Importing NRD2 Data Feed to GCP
The intention of this document is to show you the basics of how to download the WhoisXML API's NRD2 data feed provided by WhoisXML API to a GCP Cloud Storage bucket by leveraging a serverless Cloud Functions. GCP Cloud Functions acts as a serverless compute service that allows you to write and execute code without provisioning or managing servers. GCP Cloud Storage is an object storage service for storing and retrieving files. This document will guide you through the process of configuring both GCP Cloud Functions and a GCP Cloud Storage bucket.
Out of scope:
- Scheduling a function for Cloud Functions
- ETL pipelining
- Importing the Python requests module
- Advanced Security
- Clean-up, life cycle file management
Prerequisites
Please ensure you have the following setup:
- GCP Account
- Basic to Intermediate knowledge of GCP services, specifically GCP Cloud Functions and Cloud Storage
- Some familiarity with Python which will be used in Cloud Functions
- Access to the WHOIS NRD2 data feed. In this example, we will be using the NRD2 Ultimate: Simple files. You will need an API key with access to the data feed. Please contact us for more information. For more information on the NRD2 specifications, please visit here.

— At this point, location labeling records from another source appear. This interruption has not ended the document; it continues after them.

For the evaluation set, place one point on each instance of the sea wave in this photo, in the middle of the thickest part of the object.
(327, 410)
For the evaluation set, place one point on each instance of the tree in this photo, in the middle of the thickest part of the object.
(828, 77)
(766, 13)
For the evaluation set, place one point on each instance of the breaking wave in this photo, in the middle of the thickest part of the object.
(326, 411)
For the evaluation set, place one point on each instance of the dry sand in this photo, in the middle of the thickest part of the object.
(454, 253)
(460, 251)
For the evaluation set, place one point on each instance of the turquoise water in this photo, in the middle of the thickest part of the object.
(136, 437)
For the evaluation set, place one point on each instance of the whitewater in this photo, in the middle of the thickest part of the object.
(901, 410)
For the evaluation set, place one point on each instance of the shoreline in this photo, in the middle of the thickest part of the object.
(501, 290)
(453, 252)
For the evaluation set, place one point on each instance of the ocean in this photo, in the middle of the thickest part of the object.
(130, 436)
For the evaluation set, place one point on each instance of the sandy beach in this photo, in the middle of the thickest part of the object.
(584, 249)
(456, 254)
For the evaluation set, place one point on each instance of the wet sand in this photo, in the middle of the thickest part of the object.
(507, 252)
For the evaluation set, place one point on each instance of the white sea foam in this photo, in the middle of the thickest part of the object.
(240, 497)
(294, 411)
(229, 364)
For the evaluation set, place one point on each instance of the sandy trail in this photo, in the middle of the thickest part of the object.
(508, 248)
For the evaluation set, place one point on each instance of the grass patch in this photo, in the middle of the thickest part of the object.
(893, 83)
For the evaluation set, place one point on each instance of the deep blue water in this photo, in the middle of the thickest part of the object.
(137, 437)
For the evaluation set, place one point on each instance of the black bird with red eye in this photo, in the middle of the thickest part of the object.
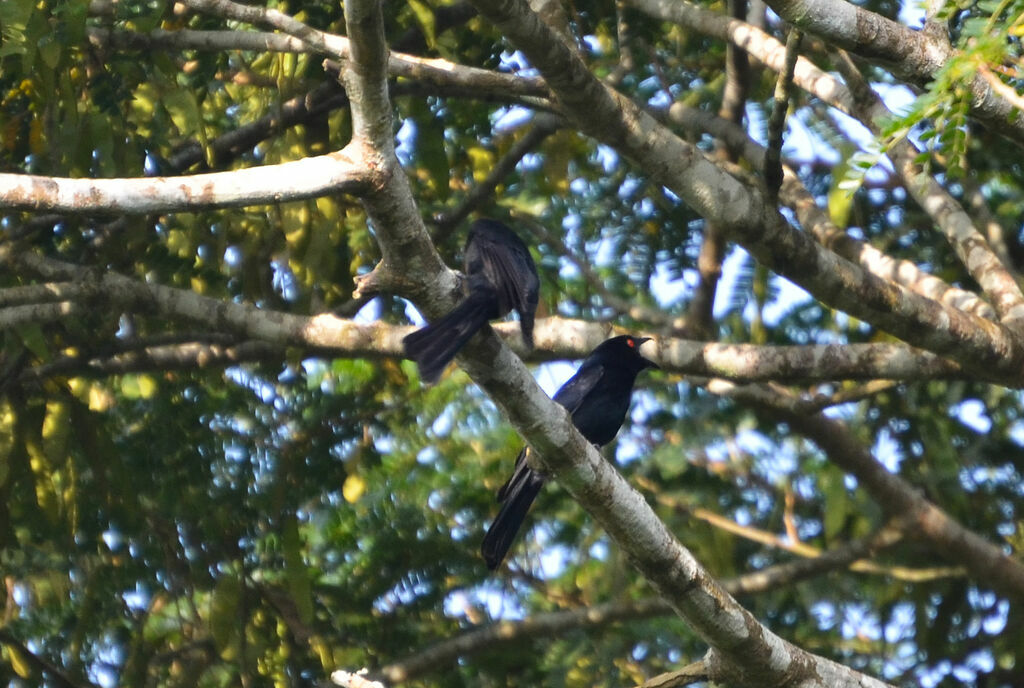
(597, 398)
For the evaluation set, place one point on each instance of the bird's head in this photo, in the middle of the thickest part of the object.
(625, 349)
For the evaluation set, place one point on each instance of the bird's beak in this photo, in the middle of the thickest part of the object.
(650, 363)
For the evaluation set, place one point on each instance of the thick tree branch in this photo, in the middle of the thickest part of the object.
(301, 38)
(742, 213)
(554, 624)
(970, 245)
(911, 54)
(342, 172)
(326, 334)
(795, 196)
(985, 562)
(423, 69)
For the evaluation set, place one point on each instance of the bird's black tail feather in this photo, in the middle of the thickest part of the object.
(516, 496)
(434, 346)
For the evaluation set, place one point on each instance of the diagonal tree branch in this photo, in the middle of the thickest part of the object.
(972, 248)
(555, 338)
(342, 172)
(795, 196)
(554, 624)
(742, 213)
(910, 54)
(984, 561)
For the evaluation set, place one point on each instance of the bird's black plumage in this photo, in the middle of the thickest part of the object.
(501, 277)
(597, 398)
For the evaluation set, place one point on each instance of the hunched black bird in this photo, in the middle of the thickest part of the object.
(597, 398)
(501, 277)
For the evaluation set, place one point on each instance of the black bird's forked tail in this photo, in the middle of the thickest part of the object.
(516, 497)
(434, 346)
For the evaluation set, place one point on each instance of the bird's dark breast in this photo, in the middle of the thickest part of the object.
(600, 416)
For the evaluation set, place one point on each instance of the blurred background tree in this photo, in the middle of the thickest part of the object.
(184, 506)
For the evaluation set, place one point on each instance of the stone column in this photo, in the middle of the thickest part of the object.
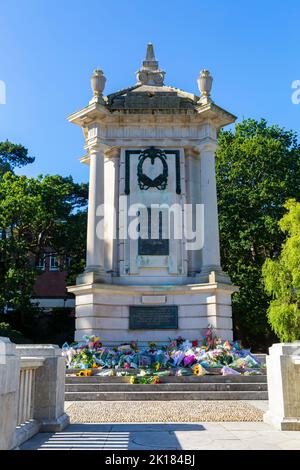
(283, 371)
(95, 243)
(49, 391)
(211, 249)
(9, 385)
(111, 165)
(192, 176)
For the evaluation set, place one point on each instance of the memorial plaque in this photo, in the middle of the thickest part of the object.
(153, 318)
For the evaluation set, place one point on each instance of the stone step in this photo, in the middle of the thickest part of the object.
(166, 396)
(174, 379)
(167, 387)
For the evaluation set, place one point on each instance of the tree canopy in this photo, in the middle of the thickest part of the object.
(12, 156)
(36, 214)
(282, 278)
(258, 169)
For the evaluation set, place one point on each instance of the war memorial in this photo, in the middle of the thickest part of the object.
(153, 267)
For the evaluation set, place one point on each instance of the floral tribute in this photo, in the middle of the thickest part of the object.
(146, 364)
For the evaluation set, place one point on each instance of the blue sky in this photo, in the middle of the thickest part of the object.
(49, 49)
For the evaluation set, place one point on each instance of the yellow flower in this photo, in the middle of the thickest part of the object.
(84, 373)
(133, 379)
(198, 370)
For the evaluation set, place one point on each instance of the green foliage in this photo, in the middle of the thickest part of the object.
(36, 214)
(282, 278)
(12, 156)
(258, 169)
(15, 336)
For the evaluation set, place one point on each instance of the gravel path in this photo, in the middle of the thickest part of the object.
(161, 412)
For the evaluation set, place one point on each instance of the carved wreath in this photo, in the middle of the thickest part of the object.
(144, 181)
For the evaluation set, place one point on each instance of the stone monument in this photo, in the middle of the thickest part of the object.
(149, 275)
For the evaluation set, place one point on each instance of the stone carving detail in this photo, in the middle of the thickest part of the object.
(150, 73)
(144, 181)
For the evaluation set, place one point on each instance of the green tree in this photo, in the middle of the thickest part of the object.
(12, 156)
(36, 214)
(282, 278)
(258, 169)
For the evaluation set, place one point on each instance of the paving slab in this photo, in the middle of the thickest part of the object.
(181, 436)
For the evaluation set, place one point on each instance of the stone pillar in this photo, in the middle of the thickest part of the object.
(95, 244)
(192, 175)
(211, 248)
(49, 390)
(9, 385)
(111, 171)
(283, 371)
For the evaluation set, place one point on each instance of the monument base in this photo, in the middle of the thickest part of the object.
(124, 313)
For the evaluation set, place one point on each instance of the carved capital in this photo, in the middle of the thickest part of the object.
(113, 152)
(191, 152)
(208, 145)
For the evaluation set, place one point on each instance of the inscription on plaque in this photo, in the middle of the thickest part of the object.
(153, 318)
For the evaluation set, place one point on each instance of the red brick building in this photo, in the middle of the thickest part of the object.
(50, 287)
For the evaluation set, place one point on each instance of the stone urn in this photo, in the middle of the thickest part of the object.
(98, 81)
(205, 83)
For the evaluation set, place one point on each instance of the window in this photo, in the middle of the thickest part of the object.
(53, 263)
(41, 264)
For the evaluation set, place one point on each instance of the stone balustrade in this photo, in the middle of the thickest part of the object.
(32, 382)
(283, 371)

Step 1: Create a GCP Cloud Storage Bucket
The first step is to create a Cloud Storage bucket to write the NRD2 file.
- In the GCP Console, navigate to the Cloud Storage service.
- Click on “Create”.
- Give the bucket a unique name and select the appropriate region and a storage class for your data.
- Then, choose how you would like to manage access to objects. By default, it prevents public access and has a uniform policy at the bucket level.
- Finally, choose how to protect object data. You have the option to do object versioning or use a retention policy.
Step 2: Creating a Function in Cloud Functions
Now the magic begins.
- Navigate to the Cloud Functions service in the GCP console.
- Click on “Create Function”. Provide your function with a descriptive name. On the configuration page, specify “Require authentication” in the HTTPS trigger section.
- Click on “Next”.
Step 3: Write the function to import the NRD2 .csv file to Cloud Storage
The example code snippet uses the Python requests module, and you may need to import it.
- First, select Python 3.* as your Runtime.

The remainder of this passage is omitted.